TEMPO Interaktif, New York:
Sentimen konflik Timur Tengah terus membayangi perdagangan minyak dunia. Kali ini berita terakhir soal bom di Afghanistan dan serangan terhadap pipa minyak di Yaman mendorong harga minyak dunia hingga ke atas 97 dolar AS per barel.

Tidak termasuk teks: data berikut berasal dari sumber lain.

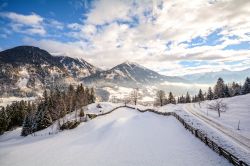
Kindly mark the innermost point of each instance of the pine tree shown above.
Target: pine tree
(171, 98)
(226, 91)
(200, 96)
(235, 89)
(4, 121)
(160, 97)
(210, 94)
(246, 86)
(219, 89)
(188, 98)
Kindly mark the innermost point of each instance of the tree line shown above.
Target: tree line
(220, 90)
(38, 115)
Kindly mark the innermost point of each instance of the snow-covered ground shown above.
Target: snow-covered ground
(221, 130)
(4, 101)
(124, 137)
(105, 107)
(238, 110)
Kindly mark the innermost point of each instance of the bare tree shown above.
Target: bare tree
(134, 95)
(218, 105)
(160, 97)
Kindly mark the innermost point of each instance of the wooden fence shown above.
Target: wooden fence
(214, 146)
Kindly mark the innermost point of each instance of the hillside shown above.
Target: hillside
(125, 137)
(27, 70)
(130, 74)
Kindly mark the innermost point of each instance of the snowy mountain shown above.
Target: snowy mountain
(130, 74)
(211, 77)
(27, 70)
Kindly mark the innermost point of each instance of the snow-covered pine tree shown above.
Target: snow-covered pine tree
(188, 98)
(219, 89)
(200, 96)
(160, 97)
(246, 86)
(4, 120)
(210, 94)
(171, 98)
(226, 91)
(235, 89)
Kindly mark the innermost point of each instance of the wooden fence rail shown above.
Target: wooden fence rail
(202, 136)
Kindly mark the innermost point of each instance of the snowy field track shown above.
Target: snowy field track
(124, 137)
(240, 139)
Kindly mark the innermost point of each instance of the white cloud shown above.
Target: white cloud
(159, 22)
(28, 24)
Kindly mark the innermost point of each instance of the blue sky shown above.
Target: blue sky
(171, 37)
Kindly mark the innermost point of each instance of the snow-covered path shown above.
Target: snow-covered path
(244, 142)
(124, 137)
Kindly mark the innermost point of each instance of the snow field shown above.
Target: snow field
(124, 137)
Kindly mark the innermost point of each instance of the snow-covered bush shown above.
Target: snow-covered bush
(218, 105)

Harga minyak telah tampak bakal kembali menanjak setelah ekspektasi pasar menunjukkan, pasokan minyak bakal turun. Pasalnya, ada perkiraan memburuknya cuaca di kawasan Laut Utara.

Meskipun Afghanisran tak banyak menyumbang pasokan minyak, pelaku pasar melihat adanya kemungkinan konflik antara kaum militan dan tentara Amerika Serikat bakal bakal menyeret beberapa negara Timur Tengah. Kondisi ini dikhawatirkan bakal menggangu suplai minyak di kawasan tersebut.

Sedangkan soal serangan atas pipa minyak di Yaman, Vice President of Risk Management MF Global UK Ltd., John Kilduff menilai, "Bakal mengganggu jalur minyak yang menyalurkan 155 ribu barel minyak per hari."

Sementara itu, investor yakin kekurangan pasokan minyak juga terjadi di Amerika Serikat. Survey analisis Dow Jones Newswire memprediksi, secara rata-rata, pasokan minyak mentah menyusut 1,6 juta barel pekan lalu. Apalagi, meski harga minyak dunia terus melonjak, Departemen Energi kemarin juga memprediksi adanya peningkatan konsumsi minyak hingga awal tahun 2008 mendatang.

"Menguatnya permintaan, terbatasnya kapasitas, turunnya cadangan minyak dan kondisi geopilitik terus menekan pasar," ungkap Departemen Energi seperti dikuti Associate Press kemarin.